Sometimes it seems as if these drama queens actually enjoy their own suffering. Their overly emotional and exaggerated reactions to situations appear to fill some deep-seated need within them.
It’s good advice to try avoiding drama queens at all costs. They just take up too much of one’s energy and put a strain on peripheral relationships. If playing along with a drama queen or catering to her every whim would somehow “cure” her, that would be one thing. But generally, you cannot help these people. Unless they decide their lives have become totally unmanageable and they decide to seek help themselves, it’s a waste of energy for one to believe that she can “cure” the drama queen.
Unfortunately, total avoidance is out of the question for you, since Barbara is now part of your family or, more to the point, you are part of her family. Though your gut sensibly tells you to run for your life, that’s not really an option.

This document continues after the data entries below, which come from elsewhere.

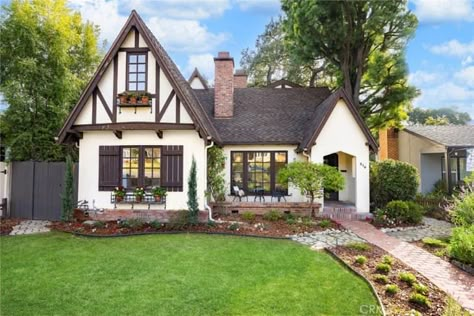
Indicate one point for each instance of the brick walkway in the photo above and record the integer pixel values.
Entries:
(450, 279)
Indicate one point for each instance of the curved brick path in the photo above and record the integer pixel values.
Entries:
(450, 279)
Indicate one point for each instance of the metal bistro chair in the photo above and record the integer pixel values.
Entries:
(239, 193)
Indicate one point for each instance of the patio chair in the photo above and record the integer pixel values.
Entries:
(239, 193)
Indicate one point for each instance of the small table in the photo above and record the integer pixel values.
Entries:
(260, 194)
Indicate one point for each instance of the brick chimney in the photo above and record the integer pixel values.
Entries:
(240, 79)
(388, 144)
(224, 85)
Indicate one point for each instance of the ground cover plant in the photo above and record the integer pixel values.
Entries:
(184, 274)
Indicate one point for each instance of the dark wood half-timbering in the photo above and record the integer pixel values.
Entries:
(172, 168)
(109, 167)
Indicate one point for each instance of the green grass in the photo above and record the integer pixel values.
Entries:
(61, 274)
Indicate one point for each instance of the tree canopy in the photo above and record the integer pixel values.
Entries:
(47, 55)
(365, 42)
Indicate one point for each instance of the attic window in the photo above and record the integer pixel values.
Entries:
(136, 72)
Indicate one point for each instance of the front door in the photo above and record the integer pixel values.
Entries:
(332, 160)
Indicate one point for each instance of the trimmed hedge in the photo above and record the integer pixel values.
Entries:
(392, 180)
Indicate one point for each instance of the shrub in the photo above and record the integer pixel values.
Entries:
(461, 246)
(392, 289)
(325, 223)
(388, 260)
(434, 243)
(361, 246)
(248, 216)
(392, 180)
(383, 268)
(380, 278)
(407, 277)
(420, 299)
(420, 288)
(272, 216)
(361, 260)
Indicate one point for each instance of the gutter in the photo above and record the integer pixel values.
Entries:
(206, 206)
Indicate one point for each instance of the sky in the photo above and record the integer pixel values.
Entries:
(440, 56)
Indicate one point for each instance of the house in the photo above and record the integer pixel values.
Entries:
(153, 143)
(438, 152)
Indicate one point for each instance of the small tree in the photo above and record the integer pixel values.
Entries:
(68, 192)
(311, 178)
(193, 205)
(215, 173)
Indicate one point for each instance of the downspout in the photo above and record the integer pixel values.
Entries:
(207, 207)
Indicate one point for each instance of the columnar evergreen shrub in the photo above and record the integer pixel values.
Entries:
(392, 180)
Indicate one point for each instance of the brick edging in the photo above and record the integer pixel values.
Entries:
(372, 288)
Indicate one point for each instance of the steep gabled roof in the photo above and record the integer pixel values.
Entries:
(197, 74)
(449, 135)
(180, 85)
(322, 114)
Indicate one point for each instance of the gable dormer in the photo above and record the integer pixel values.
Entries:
(137, 86)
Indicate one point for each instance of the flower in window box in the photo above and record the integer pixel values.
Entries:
(139, 194)
(119, 193)
(159, 193)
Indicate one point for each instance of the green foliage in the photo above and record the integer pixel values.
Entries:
(361, 246)
(248, 216)
(461, 246)
(193, 205)
(364, 41)
(392, 289)
(433, 242)
(325, 223)
(273, 216)
(67, 197)
(47, 56)
(388, 260)
(442, 115)
(407, 277)
(310, 178)
(383, 268)
(380, 278)
(420, 299)
(361, 260)
(215, 173)
(420, 288)
(392, 180)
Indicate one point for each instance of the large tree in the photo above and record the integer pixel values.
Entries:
(47, 54)
(365, 41)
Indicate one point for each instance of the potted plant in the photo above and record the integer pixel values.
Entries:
(139, 194)
(123, 97)
(119, 193)
(159, 193)
(133, 98)
(145, 96)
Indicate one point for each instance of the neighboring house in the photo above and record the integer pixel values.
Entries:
(432, 150)
(260, 129)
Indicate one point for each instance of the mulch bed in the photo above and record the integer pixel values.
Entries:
(257, 227)
(6, 225)
(397, 304)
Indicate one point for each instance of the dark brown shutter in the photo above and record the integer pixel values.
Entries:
(172, 168)
(109, 167)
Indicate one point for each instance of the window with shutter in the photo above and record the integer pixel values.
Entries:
(172, 168)
(109, 167)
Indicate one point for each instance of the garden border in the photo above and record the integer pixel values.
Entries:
(372, 288)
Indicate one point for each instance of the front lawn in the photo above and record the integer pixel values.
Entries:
(60, 274)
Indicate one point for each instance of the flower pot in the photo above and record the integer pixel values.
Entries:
(123, 99)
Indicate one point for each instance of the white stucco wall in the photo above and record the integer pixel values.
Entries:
(89, 163)
(341, 133)
(292, 156)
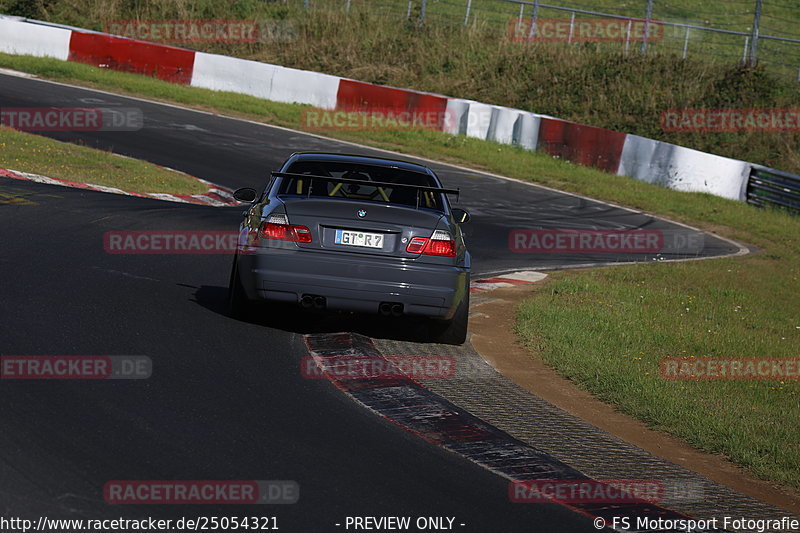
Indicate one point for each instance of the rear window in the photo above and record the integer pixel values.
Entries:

The best advice I can give you is to accept the fact that she is just part of the package you signed on for when you married Chaim. Once you came on the scene, the dynamics between her and her family, which includes Chaim, were already etched in stone and I don’t believe anything you can say or do will change the way they all play off of each other. Long ago, Barbara became the family’s official identified patient. Taking care of her, pitying her, rescuing her, and validating her real or perceived illnesses allowed everyone in the family to feel useful and compassionate. Somehow, on some level, everyone’s needs are being met.
As difficult as the family get-togethers may feel to you, put a smile on your face, assume the role of an observer at a particularly bizarre show, and don’t take any of it personally. To compare yourself and your reactions to Barbara’s is silly and frustrating. The two of you are cut from completely different cloths.
I would, however, encourage you to make an effort to spend time alone with your in-laws and with your brothers-in-law. This is not something that should happen during holiday time, but on random Sundays, or other times that work for all of you. Arrange dinners out, afternoon visits, whatever. But try to get back those warm feelings that you have towards your in-laws, which should be easy to rekindle when Barbara is not on the scene.
Regarding Chaim running out to “rescue” his sister, I think you need to set boundaries around this issue with him. Chaim may not be able to hear or handle the truth about her, but if you feel he is running out to help her too often, you need to sit down together and figure out how much “Barbara time” you are comfortable with and how much is just too much. Hopefully, Chaim can accommodate you from the perspective of taking care of you. If you present it as a way of curing her, you will most likely get resistance from Chaim.
Again, I’m not feeling too hopeful about anyone succeeding in curing your sister-in-law, but I think you can work on your own attitude adjustment, enabling you to accept the situation without letting it drag you down or make you angry.